Right now, for example, the yield on those highly rated corporate bonds is around 3.6% with the 10-year Treasury at around 1.7%. That's a spread of 190 basis points (360 minus 170).
Is that a big difference? According to the chart, that spread has certainly been higher, but not as high as last summer or the summer before that.
But what about lower-rated corporate bonds, say the difference between Moody's Baa-rated bonds and 10-year Treasuries?
Well, that spread is now about 334 basis points, and it's pushing against the highest level we've seen since the height of the financial crisis in early 2009.
What this means is that investors are demanding a much higher premium for lower-grade corporate bonds, or conversely, willing to accept a much lower yield on Treasuries in comparison. And this chart concerns me just as much as spike in the VIX might.
Why would the higher rated Aaa-Treasury bond spread not be pushing up against new multi-year highs while the Baa spread shown in the second chart seems to be doing just that?
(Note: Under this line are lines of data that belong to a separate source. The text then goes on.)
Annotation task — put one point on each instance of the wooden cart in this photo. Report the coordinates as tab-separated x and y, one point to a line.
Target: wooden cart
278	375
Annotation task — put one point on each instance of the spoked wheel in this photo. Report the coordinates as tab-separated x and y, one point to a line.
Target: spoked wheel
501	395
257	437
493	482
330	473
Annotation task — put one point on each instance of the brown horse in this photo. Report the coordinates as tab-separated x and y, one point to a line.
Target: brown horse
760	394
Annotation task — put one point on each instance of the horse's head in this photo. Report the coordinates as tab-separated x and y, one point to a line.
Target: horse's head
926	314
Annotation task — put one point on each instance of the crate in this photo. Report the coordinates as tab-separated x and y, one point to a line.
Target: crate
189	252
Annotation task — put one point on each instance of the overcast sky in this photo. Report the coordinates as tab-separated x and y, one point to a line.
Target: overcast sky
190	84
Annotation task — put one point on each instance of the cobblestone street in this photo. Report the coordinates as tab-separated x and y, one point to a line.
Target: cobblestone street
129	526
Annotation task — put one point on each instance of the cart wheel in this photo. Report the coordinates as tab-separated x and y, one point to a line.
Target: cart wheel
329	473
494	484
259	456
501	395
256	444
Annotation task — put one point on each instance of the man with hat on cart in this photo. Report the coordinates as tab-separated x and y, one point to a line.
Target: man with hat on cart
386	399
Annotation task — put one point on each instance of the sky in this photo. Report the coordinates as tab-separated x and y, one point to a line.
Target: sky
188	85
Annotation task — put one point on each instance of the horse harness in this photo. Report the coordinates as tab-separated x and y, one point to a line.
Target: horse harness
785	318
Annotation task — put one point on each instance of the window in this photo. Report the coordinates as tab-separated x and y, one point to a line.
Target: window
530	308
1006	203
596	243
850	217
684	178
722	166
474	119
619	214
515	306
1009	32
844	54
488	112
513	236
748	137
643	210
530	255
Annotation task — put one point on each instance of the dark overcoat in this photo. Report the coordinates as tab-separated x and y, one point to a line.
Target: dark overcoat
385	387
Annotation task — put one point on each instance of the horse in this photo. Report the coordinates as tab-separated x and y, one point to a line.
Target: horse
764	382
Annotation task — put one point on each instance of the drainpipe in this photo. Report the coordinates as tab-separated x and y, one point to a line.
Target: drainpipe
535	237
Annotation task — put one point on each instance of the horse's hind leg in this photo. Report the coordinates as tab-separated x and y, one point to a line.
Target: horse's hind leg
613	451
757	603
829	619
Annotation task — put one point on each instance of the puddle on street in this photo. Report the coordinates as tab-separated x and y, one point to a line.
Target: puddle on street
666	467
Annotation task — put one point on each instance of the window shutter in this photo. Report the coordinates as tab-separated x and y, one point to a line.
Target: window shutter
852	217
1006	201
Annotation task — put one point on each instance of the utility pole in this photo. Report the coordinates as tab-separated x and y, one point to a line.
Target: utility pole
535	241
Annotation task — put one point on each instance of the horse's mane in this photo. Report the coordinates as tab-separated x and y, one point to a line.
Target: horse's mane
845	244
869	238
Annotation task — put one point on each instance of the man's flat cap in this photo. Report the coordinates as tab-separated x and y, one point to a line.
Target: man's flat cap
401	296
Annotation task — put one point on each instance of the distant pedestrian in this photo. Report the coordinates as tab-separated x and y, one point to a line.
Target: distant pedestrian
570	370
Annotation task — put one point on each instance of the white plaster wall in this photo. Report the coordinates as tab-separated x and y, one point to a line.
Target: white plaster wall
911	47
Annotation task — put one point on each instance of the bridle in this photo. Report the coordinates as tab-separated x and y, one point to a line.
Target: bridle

I suspect that any companies that have preserved their Aaa credit ratings since the financial crisis have been improving their balance sheets - adding cash and reducing debt, so there's less pressure on those companies from a rate perspective.
Along with a watching the VIX, keeping an eye on these spreads is a good idea even if you never trade bonds or the ETFs like the SPDR High Yield Bond ETF (NYSEARCA:JNK) or the 7-10 Treasury ETF (NYSEARCA:IEF). They can be a worthwhile tool for evaluating how investors are positioning themselves along the "risk on/risk off" spectrum.